Nur wenige Sekunden nach Wiederbeginn war es erneut Melle, der die Führung trotz Bedrängnis weiter ausbaute. Die Rand-Kieler ließen sich jedoch nicht hängen und konnten verkürzen, ehe Tim sich zum 13:20 nach 27 Minuten durchtankte. Magnus bewies kurz darauf seine Klasse, als er zunächst seinen Gegenspieler austanzte, zum 14:21 traf und Sekunden später als Erster zurück in der Abwehr war. Nicht umsonst wurde er vom Fanblock zum „Man of the match" ernannt. Hannes konnte einen weiteren Ball abwehren und vorn war Melle mit dem Pfosten im Bunde, als er das 15:22 erzielte. Magnus glänzte nach 31 Minuten ein weiteres Mal als Anspieler, als er auf Niklas ablegte, der sich nach kurzem Überlegen doch noch zum Wurf entschloss und traf. Den Treffer zum 17:24 erzielte Magnus selbst, bevor es endlich soweit war: Kempa-Anspiel von ihm auf Melle - Tor! Jungs, eigentlich hatten wir das schon viel früher erwartet. ;-)

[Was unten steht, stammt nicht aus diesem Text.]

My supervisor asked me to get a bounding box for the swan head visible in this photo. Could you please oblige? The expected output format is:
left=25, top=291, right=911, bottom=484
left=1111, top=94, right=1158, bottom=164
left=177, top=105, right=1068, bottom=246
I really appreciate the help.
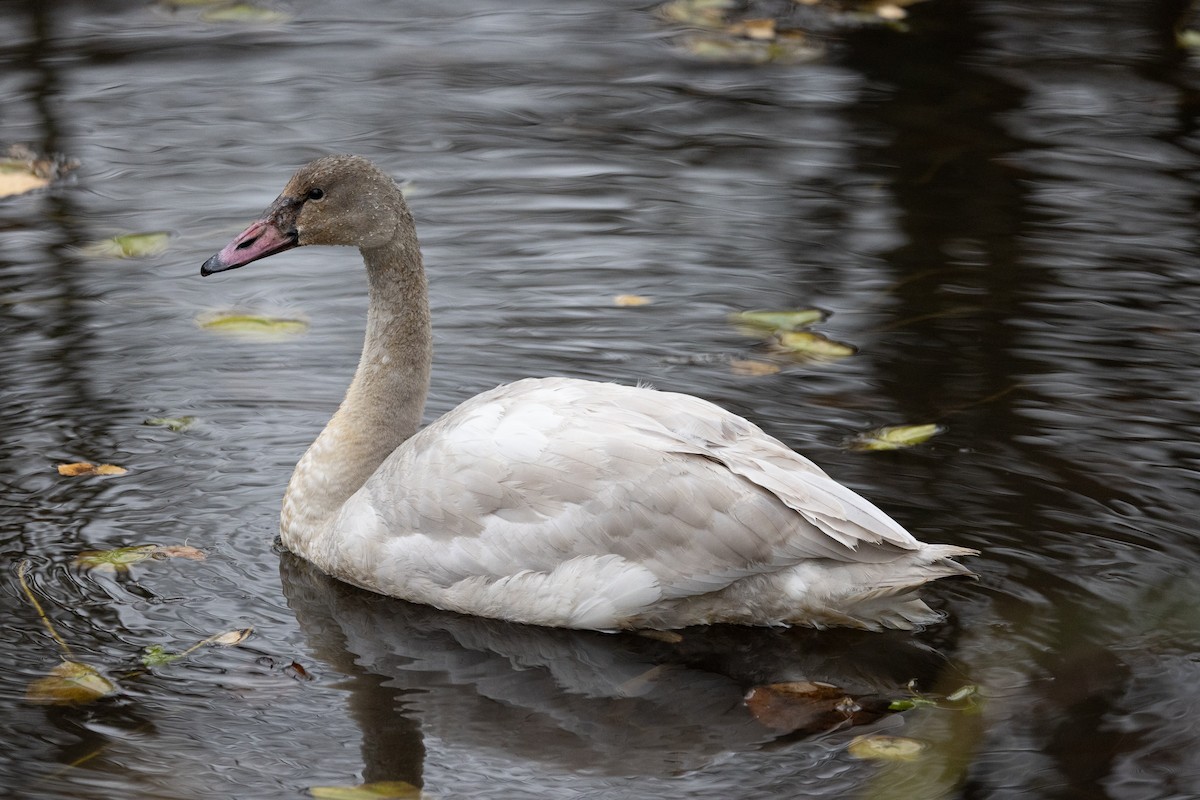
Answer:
left=200, top=156, right=413, bottom=275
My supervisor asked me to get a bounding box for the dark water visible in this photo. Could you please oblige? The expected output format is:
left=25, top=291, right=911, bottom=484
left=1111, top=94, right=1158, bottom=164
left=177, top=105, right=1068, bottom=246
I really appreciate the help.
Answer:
left=0, top=0, right=1200, bottom=800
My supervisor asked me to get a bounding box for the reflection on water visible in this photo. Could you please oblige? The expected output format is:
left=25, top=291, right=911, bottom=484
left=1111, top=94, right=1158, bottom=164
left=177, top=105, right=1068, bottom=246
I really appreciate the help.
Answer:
left=0, top=0, right=1200, bottom=800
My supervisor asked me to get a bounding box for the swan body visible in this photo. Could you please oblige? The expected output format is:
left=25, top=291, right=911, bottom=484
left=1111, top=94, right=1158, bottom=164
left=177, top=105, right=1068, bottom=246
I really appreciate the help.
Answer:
left=202, top=156, right=974, bottom=630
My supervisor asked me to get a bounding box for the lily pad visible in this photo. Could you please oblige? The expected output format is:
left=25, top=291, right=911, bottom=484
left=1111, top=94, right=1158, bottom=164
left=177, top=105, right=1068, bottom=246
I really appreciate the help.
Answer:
left=772, top=331, right=858, bottom=360
left=142, top=416, right=196, bottom=433
left=730, top=308, right=829, bottom=335
left=84, top=230, right=170, bottom=258
left=25, top=661, right=116, bottom=705
left=308, top=781, right=428, bottom=800
left=846, top=736, right=926, bottom=762
left=850, top=422, right=946, bottom=451
left=196, top=311, right=308, bottom=336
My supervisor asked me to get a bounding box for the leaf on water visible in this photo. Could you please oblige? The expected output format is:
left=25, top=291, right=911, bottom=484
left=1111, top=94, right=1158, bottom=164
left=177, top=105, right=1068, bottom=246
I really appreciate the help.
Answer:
left=745, top=680, right=886, bottom=733
left=658, top=0, right=737, bottom=28
left=142, top=416, right=196, bottom=433
left=142, top=644, right=184, bottom=668
left=205, top=627, right=254, bottom=648
left=308, top=781, right=428, bottom=800
left=730, top=359, right=780, bottom=378
left=730, top=308, right=829, bottom=336
left=59, top=461, right=130, bottom=477
left=196, top=311, right=308, bottom=336
left=200, top=2, right=292, bottom=25
left=848, top=422, right=946, bottom=451
left=74, top=545, right=160, bottom=572
left=83, top=230, right=170, bottom=258
left=25, top=661, right=116, bottom=705
left=846, top=736, right=926, bottom=762
left=612, top=294, right=654, bottom=308
left=154, top=545, right=208, bottom=561
left=678, top=31, right=826, bottom=64
left=770, top=331, right=858, bottom=359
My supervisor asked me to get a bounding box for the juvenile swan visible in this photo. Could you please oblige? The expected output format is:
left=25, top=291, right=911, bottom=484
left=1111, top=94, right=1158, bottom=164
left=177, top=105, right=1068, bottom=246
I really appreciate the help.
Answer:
left=200, top=156, right=976, bottom=631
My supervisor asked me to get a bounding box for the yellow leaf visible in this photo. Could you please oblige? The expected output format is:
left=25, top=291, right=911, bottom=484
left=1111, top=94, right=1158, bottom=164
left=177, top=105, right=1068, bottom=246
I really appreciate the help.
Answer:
left=25, top=661, right=116, bottom=705
left=730, top=359, right=779, bottom=378
left=846, top=736, right=926, bottom=762
left=59, top=461, right=130, bottom=477
left=612, top=294, right=654, bottom=307
left=308, top=781, right=428, bottom=800
left=772, top=331, right=858, bottom=359
left=196, top=311, right=308, bottom=336
left=850, top=422, right=946, bottom=450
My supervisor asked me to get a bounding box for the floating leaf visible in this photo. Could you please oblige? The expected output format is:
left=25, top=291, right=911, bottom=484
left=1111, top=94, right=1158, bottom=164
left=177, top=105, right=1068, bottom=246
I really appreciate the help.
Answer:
left=25, top=661, right=116, bottom=705
left=612, top=294, right=654, bottom=307
left=846, top=736, right=926, bottom=762
left=196, top=311, right=308, bottom=336
left=142, top=416, right=196, bottom=433
left=59, top=461, right=130, bottom=477
left=142, top=644, right=184, bottom=668
left=730, top=359, right=779, bottom=377
left=74, top=545, right=160, bottom=572
left=204, top=627, right=254, bottom=648
left=730, top=308, right=829, bottom=336
left=658, top=0, right=737, bottom=28
left=308, top=781, right=428, bottom=800
left=848, top=422, right=946, bottom=451
left=154, top=545, right=208, bottom=561
left=83, top=230, right=170, bottom=258
left=200, top=2, right=292, bottom=25
left=772, top=331, right=858, bottom=359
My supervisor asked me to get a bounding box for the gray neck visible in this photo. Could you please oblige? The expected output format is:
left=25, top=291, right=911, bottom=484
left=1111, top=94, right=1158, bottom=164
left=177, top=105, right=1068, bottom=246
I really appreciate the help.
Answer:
left=280, top=221, right=433, bottom=555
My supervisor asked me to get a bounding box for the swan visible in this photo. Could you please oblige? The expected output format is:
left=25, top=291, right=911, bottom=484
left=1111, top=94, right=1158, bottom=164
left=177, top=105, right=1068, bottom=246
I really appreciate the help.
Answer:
left=200, top=156, right=977, bottom=631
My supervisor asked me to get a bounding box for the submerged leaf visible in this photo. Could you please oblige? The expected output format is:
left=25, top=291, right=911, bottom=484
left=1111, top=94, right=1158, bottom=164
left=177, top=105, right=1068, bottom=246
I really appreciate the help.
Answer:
left=205, top=627, right=254, bottom=648
left=74, top=545, right=160, bottom=572
left=200, top=2, right=292, bottom=25
left=59, top=461, right=130, bottom=477
left=612, top=294, right=654, bottom=308
left=142, top=644, right=184, bottom=668
left=730, top=359, right=780, bottom=378
left=196, top=311, right=308, bottom=336
left=850, top=422, right=946, bottom=451
left=84, top=230, right=170, bottom=258
left=308, top=781, right=427, bottom=800
left=25, top=661, right=116, bottom=705
left=730, top=308, right=829, bottom=335
left=772, top=331, right=858, bottom=359
left=142, top=416, right=196, bottom=433
left=846, top=736, right=926, bottom=762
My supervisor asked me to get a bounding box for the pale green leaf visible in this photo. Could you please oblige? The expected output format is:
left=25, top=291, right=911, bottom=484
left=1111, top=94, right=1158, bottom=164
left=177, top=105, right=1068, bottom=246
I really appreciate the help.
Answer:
left=142, top=416, right=196, bottom=433
left=846, top=735, right=926, bottom=762
left=25, top=661, right=116, bottom=705
left=200, top=2, right=292, bottom=25
left=730, top=308, right=829, bottom=333
left=850, top=422, right=946, bottom=451
left=196, top=311, right=308, bottom=337
left=84, top=230, right=170, bottom=258
left=308, top=781, right=428, bottom=800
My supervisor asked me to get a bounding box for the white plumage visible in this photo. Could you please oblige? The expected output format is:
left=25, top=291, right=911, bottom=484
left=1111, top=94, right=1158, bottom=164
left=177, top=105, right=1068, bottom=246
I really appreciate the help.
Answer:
left=204, top=156, right=973, bottom=630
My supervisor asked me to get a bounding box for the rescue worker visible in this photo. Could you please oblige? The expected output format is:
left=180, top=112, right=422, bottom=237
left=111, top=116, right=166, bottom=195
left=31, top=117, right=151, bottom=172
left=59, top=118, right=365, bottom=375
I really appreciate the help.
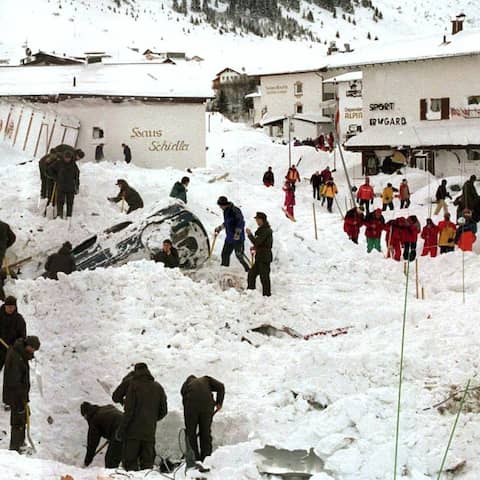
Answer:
left=118, top=364, right=167, bottom=471
left=420, top=218, right=438, bottom=257
left=364, top=208, right=385, bottom=253
left=246, top=212, right=273, bottom=297
left=215, top=196, right=250, bottom=272
left=399, top=178, right=410, bottom=208
left=343, top=207, right=364, bottom=244
left=170, top=177, right=190, bottom=203
left=357, top=177, right=375, bottom=215
left=108, top=179, right=143, bottom=215
left=152, top=239, right=180, bottom=268
left=80, top=402, right=123, bottom=468
left=0, top=296, right=27, bottom=371
left=3, top=336, right=40, bottom=453
left=43, top=242, right=77, bottom=280
left=438, top=212, right=457, bottom=255
left=180, top=375, right=225, bottom=462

In der Folge ermöglichten überhastete Abschlüsse im Angriff sowie eine nicht mehr ganz so gut stehende Abwehr den Gastgebern bis zum 20:25 Ergebniskosmetik zu betreiben. Paul kehrte nun ins Tor zurück. Eine Zeitstrafe gegen Melle und seinen Gegenspieler sorgte für Kopfschütteln allenthalben – nicht zuletzt aufgrund der „Sie haben sich ein bisschen beharkt" Erklärung der Schiris. Heißt die Sportart doch immer noch Handball und nicht Hallen-Halma... Vielleicht wollte man uns aber auch nur zeigen, dass die Albert-Zimprich-Halle etwas mit der Campushalle gemeinsam hat: nämlich die Anzeige der 2-Minuten-Strafen. ;-) Die Jungs aus dem hohen Norden ließen sich von der Zeitstrafe nicht großartig beeindrucken und nachdem Tim einen 7m herausgeholt hatte, netzte Magnus zum 20:26 nach 35 Minuten. Magnus sprühte an diesem Tag vor Spielwitz, als er im Angriff einen Ball verlor, hatte er ihn sich nur Sekundenbruchteile später wieder zurückgeholt, sah Marlon und bediente ihn mit einem wunderbaren Pass, den dieser ins 21:27 umwandelte. Auch der nächste Treffer ging auf Marlons Konto, da er einen Tempogegenstoß ohne große Mühe im leeren Schönkirchner-Gehäuse unterbringen konnte. Gegnerischer Torwart und Trainer standen grad zum Plausch an der Seitenlinie zusammen... Wenig später monierte Sven Witting zu Recht die Regelauslegung der Schiris und wurde mit dem gelben Karton „belohnt". Nun war mir endgültig klar: der Mann passt prima in unsere Jugendtrainer-Riege. ;-) Der Schönkirchner Trommler war derweil wieder zu seinem Regentanz-Trommelrhythmus übergegangen, „5 links" und andere Geschichten waren wohl nicht nach seinem Geschmack oder zu kompliziert.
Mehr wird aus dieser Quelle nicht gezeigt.